My kids are nearing the end of a super intense unit that attempts to figure out why Afghanistan is the way it is today: it traces the history of Afghanistan through foreign meddling as well as the cultural and geographic factors that make Afghanistan unique. It’s a way more traditional unit than my class has been thus far this year: there are a lot of primary and secondary sources worked in with some videos and contextual direct instruction. A progressively structured history unit - very Common Core-friendly - that isn’t pedagogically innovative.
The unit is sequentially planned and kids have tons of questions: there is a lot to be curious about in Afghanistan! For this reason, the lessons blend into each other and don’t necessarily end when the bell rings.
But enough excuses. Today, the end of one lesson - that involved direct instruction - ran into the beginning of the next lesson. That also involved direct instruction.
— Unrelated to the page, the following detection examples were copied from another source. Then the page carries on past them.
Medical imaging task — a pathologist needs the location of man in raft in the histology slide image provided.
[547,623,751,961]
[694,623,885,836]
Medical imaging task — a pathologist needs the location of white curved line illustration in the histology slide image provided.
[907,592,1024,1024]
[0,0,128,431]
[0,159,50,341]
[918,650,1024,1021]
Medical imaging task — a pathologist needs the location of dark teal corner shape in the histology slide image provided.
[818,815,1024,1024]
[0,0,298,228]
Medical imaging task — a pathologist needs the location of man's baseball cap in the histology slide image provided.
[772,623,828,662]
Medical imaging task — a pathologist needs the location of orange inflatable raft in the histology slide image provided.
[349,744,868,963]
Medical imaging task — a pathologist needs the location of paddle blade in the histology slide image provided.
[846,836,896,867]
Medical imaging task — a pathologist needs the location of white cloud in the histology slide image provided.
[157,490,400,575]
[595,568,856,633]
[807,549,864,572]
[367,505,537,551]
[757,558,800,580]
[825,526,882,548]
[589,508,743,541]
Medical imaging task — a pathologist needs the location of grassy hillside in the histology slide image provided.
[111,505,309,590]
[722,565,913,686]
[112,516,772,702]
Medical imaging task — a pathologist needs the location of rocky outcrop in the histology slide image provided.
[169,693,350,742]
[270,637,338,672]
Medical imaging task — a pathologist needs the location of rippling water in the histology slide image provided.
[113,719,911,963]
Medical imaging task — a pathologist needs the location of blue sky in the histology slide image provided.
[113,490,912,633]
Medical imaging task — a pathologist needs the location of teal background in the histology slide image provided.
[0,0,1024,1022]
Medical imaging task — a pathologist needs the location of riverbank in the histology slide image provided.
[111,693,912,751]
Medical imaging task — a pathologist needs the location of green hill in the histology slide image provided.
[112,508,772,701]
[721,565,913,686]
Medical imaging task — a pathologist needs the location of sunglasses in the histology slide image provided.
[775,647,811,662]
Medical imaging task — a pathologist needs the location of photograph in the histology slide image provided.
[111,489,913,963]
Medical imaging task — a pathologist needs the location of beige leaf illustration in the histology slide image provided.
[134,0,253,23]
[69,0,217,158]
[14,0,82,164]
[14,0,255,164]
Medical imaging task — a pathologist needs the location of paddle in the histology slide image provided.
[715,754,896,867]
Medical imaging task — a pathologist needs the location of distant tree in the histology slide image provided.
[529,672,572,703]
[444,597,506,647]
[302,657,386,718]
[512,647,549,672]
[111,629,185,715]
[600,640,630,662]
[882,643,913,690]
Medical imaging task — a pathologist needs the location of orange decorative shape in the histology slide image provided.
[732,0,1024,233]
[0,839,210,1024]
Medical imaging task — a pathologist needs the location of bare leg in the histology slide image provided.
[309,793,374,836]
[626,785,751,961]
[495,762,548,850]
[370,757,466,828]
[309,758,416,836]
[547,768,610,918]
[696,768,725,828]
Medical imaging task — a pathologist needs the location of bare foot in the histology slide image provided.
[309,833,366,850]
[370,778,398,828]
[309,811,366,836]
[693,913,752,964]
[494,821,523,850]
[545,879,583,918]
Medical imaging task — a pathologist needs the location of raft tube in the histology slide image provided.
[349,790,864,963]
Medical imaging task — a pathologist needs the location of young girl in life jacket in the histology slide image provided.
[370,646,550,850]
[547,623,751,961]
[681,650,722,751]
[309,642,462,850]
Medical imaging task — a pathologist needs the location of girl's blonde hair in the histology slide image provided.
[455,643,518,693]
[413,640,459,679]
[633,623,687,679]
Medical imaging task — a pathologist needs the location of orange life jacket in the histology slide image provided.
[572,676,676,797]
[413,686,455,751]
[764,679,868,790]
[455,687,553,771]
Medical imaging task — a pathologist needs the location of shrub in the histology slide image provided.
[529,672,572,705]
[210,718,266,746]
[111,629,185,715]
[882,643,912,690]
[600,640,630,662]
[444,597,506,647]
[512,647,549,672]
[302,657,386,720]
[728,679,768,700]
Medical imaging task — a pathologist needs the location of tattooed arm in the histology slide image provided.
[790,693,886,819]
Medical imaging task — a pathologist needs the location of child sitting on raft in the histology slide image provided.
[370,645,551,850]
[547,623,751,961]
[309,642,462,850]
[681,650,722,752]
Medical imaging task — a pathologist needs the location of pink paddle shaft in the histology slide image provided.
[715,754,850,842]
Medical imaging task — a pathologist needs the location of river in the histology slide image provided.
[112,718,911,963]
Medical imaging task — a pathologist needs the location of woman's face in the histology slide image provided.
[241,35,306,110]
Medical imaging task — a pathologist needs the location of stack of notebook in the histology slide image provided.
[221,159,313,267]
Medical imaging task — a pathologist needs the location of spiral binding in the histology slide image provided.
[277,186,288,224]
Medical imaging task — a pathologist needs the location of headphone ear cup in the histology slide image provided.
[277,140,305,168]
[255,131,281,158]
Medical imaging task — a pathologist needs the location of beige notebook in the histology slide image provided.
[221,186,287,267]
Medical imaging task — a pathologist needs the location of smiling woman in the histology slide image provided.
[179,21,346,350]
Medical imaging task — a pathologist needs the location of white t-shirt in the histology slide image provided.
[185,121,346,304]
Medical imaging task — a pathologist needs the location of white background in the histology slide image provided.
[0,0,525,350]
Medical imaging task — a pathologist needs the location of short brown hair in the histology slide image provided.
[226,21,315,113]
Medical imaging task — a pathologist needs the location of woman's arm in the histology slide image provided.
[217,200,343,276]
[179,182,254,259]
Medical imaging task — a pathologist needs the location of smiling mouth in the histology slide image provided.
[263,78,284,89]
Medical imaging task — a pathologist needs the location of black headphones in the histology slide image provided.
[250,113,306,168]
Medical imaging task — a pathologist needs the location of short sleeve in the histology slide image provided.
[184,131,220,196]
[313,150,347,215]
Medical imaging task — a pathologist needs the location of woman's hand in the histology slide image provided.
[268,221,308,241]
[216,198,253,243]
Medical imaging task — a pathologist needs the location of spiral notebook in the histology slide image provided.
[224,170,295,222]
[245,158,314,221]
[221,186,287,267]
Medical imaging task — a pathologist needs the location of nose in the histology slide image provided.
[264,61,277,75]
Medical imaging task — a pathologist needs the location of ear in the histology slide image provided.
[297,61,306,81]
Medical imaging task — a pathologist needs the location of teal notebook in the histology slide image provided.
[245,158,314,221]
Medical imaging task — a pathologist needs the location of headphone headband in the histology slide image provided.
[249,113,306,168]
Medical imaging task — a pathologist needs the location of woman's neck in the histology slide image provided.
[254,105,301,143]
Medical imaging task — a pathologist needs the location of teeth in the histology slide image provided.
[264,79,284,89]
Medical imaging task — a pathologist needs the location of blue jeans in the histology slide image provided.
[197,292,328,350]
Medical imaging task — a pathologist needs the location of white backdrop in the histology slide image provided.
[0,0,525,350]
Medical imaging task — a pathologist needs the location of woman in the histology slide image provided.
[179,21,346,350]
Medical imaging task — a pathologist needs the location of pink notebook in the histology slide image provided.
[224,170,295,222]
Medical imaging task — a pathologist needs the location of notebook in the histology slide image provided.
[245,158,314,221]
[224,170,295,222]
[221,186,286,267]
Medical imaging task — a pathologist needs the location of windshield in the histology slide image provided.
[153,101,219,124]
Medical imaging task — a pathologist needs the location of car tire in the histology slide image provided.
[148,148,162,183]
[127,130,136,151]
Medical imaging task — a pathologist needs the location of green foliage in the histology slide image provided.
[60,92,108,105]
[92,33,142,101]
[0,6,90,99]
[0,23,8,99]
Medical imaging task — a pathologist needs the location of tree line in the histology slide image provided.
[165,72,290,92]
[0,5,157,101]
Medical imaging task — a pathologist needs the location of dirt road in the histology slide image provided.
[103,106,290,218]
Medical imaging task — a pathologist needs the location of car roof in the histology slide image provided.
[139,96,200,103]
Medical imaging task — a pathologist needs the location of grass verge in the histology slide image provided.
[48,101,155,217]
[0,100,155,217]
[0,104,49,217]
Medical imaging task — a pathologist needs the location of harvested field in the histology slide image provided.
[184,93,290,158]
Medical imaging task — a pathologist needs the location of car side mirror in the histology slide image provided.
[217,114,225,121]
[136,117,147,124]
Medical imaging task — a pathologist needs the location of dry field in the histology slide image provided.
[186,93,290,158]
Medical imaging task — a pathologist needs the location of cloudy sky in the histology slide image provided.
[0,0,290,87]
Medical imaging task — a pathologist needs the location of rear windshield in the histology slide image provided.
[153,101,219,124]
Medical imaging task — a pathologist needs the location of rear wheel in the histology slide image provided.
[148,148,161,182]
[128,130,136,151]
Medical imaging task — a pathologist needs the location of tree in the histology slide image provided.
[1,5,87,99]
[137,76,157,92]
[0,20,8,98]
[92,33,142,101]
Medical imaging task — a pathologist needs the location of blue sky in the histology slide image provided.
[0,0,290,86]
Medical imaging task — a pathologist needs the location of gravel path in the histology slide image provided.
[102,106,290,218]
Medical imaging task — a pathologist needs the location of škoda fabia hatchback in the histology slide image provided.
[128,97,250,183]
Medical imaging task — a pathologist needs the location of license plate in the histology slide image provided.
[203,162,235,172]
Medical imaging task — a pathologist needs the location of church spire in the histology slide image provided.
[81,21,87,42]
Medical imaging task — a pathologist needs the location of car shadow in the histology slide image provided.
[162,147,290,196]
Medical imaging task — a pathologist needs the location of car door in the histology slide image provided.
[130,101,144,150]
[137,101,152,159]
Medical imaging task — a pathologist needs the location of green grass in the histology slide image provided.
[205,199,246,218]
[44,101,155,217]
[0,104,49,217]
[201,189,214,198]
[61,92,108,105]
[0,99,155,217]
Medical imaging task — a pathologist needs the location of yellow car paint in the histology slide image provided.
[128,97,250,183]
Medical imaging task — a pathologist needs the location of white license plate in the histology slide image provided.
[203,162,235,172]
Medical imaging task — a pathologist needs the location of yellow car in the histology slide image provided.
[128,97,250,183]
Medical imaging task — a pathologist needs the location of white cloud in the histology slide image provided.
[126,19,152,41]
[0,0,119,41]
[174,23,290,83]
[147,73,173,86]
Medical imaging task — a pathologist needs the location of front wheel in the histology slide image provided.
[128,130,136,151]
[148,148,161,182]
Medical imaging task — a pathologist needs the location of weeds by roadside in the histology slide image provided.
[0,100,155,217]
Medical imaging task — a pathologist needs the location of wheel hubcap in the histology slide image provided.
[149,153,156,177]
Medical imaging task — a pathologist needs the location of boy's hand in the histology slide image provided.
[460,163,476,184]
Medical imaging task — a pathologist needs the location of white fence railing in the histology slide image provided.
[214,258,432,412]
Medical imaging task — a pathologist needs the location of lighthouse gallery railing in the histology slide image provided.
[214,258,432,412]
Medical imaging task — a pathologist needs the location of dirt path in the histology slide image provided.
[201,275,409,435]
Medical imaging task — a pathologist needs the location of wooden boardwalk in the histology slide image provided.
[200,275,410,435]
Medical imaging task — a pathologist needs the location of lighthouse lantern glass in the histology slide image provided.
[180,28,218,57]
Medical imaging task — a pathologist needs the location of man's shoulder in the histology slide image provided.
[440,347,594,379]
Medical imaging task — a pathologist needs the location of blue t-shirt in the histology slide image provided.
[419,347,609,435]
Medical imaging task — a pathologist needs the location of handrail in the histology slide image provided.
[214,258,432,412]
A bad pedagogy crap-nado of badness!
I essentially never use direct instruction to the whole class. To small groups? Sure. Not the whole class though.
And when my kids got bored and drifted out of paying attention, I couldn’t even get angry at them. I wouldn’t want to listen to me talk - it isn’t fair to expect that of them then.
It got better the second time through - because I decided to play every musical reference that I made while doing the direct instruction. Thanks for making fifth period better than first period, Peter Gabriel and The Red Hot Chili Peppers.
So there you have it. I was a bad teacher today.